Avec l’avancée des troupes alliées, après que furent exécutés les malades et ceux qui ne pouvaient pas marcher, l’évacuation du kommando commença le 4 avril 1945 en direction de Messendorf (Allemagne) où les déportés encore en vie arrivèrent le 12 avril puis enfin à Dachau (Allemagne). Henri Martin y fut libéré le 27 avril 1945 et rapatrié le 30 mai suivant.
Déporté-résistant, il fut homologué au titre des Forces Françaises Combattantes (FFC), et Déporté interné résistant (DIR), avec le grade fictif de sous-lieutenant.

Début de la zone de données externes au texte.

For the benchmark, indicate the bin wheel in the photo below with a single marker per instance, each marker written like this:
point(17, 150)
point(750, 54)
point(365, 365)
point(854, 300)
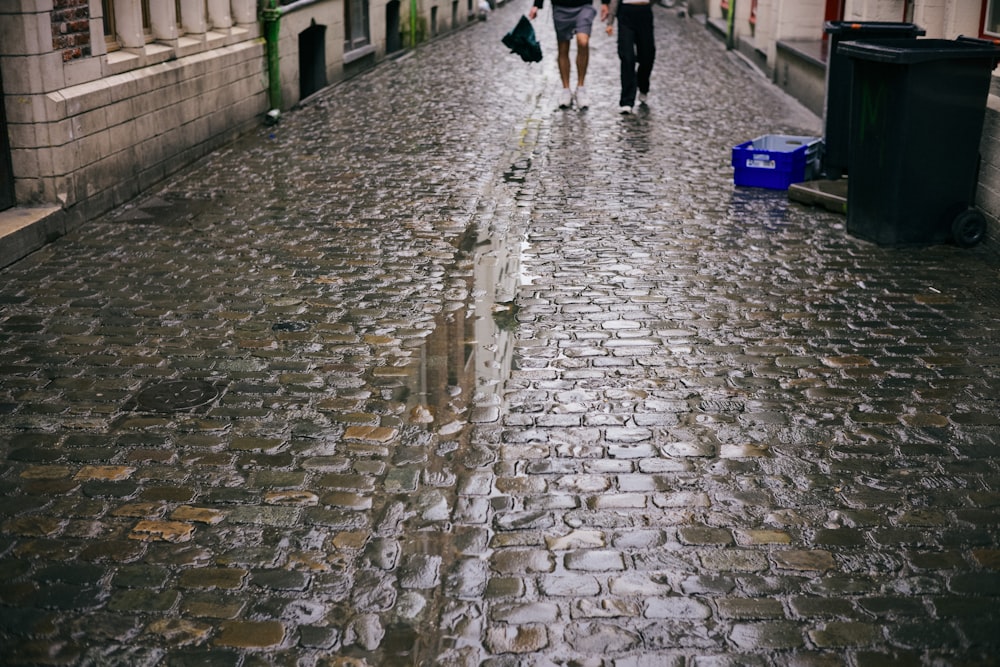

Il épousa Eliane Danelle à Stains (Seine, Seine-Saint-Denis), le couple habita la ville au 16 bis boulevard Maxime-Gorki.

Pour citer cet article :
https://maitron.fr/spip.php?article199459, notice MARTIN Henri dit « Pierrot », dit « le Balafré » par Gérard Larue, version mise en ligne le 25 janvier 2018, dernière modification le 3 juin 2019.

Par Gérard Larue

SOURCES : Arch PPo. GB 131 – Arch. SHD 16P 397860, GR 17P 98. – Association Buchenwald-Dora et Kommandos. – Livre-Mémorial, FMD, Éd. Tirésias, 2004.